Id. at *7. Because the conversations at issue in Coonce had the effect of orally modifying the express terms of the ERISA plan, they related to the plan and, as a consequence, were preempted by ERISA.
These cases suggest that in an action for misrepresentation, the claim's relation to the plan depends on the nature of the representation: if it was merely involving a verification of coverage and, quite apart from the policy itself, created a duty between insurer and provider, the plan is not involved and the action does not "relate to" the plan; however, if the conversations concerned the nature of the coverage under the plan -- e.g., whether an illness was a pre-existing condition or whether a given procedure was covered under the policy -- they do "relate to" the plan for ERISA pre-emption purposes.
With this in mind we turn to the Amended Complaint. In that complaint, Plaintiff states:
12. On October 28, 1987, an employee of the Plaintiff contacted the ERISA plan and confirmed health insurance benefits for Mrs. Zeltner.
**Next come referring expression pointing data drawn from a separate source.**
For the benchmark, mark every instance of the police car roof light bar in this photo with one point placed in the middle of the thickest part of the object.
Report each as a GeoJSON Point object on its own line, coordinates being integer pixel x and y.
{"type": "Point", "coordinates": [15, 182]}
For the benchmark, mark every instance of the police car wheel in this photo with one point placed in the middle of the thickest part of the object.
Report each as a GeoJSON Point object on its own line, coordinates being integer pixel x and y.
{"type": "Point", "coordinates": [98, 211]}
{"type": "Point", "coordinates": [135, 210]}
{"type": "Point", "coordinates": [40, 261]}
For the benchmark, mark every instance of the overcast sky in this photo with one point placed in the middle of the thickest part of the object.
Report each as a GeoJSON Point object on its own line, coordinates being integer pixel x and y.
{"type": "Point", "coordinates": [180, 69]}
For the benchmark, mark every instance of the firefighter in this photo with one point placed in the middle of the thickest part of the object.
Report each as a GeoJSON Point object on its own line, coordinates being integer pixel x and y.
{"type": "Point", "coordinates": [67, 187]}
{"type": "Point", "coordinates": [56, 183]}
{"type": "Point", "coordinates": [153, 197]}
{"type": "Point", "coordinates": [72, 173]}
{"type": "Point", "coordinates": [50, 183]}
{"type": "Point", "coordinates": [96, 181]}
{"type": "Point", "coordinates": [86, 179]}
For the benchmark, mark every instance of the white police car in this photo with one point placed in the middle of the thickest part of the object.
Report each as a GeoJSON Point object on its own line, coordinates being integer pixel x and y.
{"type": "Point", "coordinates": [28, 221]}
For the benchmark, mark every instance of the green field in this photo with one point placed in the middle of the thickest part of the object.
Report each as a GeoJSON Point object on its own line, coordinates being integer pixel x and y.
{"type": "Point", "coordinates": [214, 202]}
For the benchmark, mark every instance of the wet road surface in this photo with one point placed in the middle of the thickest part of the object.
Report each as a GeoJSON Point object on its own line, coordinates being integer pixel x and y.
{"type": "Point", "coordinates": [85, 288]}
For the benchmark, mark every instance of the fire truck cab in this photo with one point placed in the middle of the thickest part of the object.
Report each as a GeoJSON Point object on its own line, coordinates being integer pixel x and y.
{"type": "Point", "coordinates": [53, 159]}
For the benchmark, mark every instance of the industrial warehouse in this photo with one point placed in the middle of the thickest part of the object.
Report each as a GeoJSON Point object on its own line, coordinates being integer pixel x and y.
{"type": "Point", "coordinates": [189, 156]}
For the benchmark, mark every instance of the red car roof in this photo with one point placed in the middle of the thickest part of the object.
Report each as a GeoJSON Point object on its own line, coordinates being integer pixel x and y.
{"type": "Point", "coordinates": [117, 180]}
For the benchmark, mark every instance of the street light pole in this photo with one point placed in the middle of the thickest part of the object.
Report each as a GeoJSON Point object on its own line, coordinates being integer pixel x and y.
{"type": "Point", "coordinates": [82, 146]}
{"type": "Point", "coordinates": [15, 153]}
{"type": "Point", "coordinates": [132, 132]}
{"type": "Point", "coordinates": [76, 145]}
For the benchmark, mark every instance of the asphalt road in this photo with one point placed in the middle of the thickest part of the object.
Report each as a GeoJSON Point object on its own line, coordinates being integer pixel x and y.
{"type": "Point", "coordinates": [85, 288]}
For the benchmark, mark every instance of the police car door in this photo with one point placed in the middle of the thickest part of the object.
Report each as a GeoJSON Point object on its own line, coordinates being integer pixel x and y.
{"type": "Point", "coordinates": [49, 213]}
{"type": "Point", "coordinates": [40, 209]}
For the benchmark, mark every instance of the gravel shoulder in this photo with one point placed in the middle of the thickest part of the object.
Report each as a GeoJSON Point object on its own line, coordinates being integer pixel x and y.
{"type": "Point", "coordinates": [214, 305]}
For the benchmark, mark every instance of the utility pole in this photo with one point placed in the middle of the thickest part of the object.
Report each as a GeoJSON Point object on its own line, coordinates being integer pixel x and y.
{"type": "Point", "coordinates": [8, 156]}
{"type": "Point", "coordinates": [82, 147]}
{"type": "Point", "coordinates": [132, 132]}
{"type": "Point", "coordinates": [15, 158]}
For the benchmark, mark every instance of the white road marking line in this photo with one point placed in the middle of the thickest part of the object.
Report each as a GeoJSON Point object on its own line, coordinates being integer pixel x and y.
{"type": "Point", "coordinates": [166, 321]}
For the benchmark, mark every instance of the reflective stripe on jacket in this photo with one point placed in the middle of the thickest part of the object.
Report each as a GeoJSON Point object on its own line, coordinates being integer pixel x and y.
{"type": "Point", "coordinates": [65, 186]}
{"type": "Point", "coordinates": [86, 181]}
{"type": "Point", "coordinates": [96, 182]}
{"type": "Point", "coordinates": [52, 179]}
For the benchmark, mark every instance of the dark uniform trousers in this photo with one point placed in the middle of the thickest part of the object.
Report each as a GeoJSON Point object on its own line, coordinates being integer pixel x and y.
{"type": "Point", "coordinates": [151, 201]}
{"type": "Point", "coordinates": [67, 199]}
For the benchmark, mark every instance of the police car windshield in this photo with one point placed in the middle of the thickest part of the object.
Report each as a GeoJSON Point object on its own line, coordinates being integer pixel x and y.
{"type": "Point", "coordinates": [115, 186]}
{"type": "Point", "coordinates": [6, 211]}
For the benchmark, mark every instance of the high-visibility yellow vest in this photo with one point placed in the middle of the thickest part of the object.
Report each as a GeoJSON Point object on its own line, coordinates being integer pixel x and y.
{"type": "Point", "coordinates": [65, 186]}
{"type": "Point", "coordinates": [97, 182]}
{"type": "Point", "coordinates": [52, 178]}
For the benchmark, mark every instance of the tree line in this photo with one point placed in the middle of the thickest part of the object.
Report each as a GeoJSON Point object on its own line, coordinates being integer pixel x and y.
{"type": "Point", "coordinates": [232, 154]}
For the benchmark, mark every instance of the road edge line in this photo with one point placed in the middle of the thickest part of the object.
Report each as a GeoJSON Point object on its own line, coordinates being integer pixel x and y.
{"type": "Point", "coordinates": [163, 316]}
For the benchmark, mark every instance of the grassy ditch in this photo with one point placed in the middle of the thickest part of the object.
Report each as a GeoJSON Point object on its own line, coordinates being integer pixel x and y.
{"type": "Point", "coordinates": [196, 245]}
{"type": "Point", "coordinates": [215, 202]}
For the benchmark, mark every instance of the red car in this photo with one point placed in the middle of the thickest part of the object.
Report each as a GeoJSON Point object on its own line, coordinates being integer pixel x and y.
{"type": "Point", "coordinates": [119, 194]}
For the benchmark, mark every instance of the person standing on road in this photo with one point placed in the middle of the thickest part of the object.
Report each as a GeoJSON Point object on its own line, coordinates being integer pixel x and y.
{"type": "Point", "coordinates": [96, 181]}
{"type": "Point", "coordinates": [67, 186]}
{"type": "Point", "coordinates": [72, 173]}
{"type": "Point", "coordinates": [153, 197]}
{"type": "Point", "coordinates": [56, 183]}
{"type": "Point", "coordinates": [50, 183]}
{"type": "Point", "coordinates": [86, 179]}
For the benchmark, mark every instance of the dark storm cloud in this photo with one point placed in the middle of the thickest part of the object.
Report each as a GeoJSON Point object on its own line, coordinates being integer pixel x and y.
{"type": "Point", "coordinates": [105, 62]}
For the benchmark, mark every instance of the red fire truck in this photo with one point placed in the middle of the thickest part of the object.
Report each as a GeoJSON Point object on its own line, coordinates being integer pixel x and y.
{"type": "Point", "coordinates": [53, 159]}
13. In confirming health insurance benefits for Mrs. Zeltner, the ERISA plan represented to Parkside that Mrs. Zeltner's hospital expenses would be covered by the ERISA plan, subject only to facts it neither knew nor should have known through reasonable inquiry.
(Pl.'s Am. Comp. PP12-13.) We find these paragraphs unclear as to the nature of the alleged representations. Paragraph 13 does not make clear whether the ERISA plan in fact made an express representation to PARKSIDE that the expenses were covered under the plan or merely confirmed coverage, which PARKSIDE took to mean that the particular hospital expenses it was contemplating incurring were covered. Because the preemption issue turns on whether the representations modified the terms of the plan and because the language as drafted is unclear on this point, we dismiss Counts II and III of Plaintiff's Complaint and give them leave to amend. We note, however, that if Plaintiff fashions a claim that is not preempted by ERISA, this Court will be forced to remand the remaining state law claim to state court since we lack jurisdiction to entertain such a claim.
We hereby dismiss Count I of Plaintiff's Amended Complaint with prejudice and dismiss Counts II and III with leave to amend.